The present study has a number of strengths. Firstly, the study population is unique and no previous investigations of a similar study population have analysed the presence of CCAAs on panoramic radiographs. Secondly, patients with vascular dementia were excluded. Thus, the study explored whether AD, without the influence of vascular dementia, is associated with CCAA. Thus, the study design precluded investigation of the association between vascular dementia and the presence of CCAA. In future investigations of dementia and CVD, vascular dementia should be included as a separate dementia subgroup.

In conclusion, CCAA was a common finding on panoramic radiographs in this population consisting of older Swedish participants, regardless of cognitive status. However, the cases with cognitive impairment in this population did not exhibit a higher burden of CCAA than matched controls.

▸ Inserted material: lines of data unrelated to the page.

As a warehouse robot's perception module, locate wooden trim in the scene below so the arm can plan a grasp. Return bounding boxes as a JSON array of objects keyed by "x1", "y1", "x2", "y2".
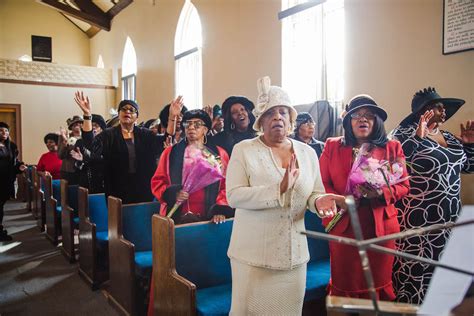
[
  {"x1": 107, "y1": 0, "x2": 133, "y2": 19},
  {"x1": 40, "y1": 0, "x2": 111, "y2": 31},
  {"x1": 0, "y1": 103, "x2": 23, "y2": 161},
  {"x1": 0, "y1": 78, "x2": 117, "y2": 90}
]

This suggests that age and its medical consequences could be a more important factor in the prevalence of CCAA, indicating CVD. This implies that further investigation is warranted in larger populations.

Statement of clinical relevance

The links between cardiovascular disease and cognitive dysfunction are not entirely understood. This study explores the possible correlations between cognitive impairment, including Alzheimer’s disease, and calcified carotid artery atheromas detected on dental panoramic radiographs.

Disclosure statement

No potential conflict of interest was reported by the author(s).

Additional information

Funding

This work was supported by grants from the Stockholm County Council (Steering Committee KI/SLL for odontological research), the Swedish Dental Society and the Swedish Patent Revenue Fund for Research in Preventive Odontology.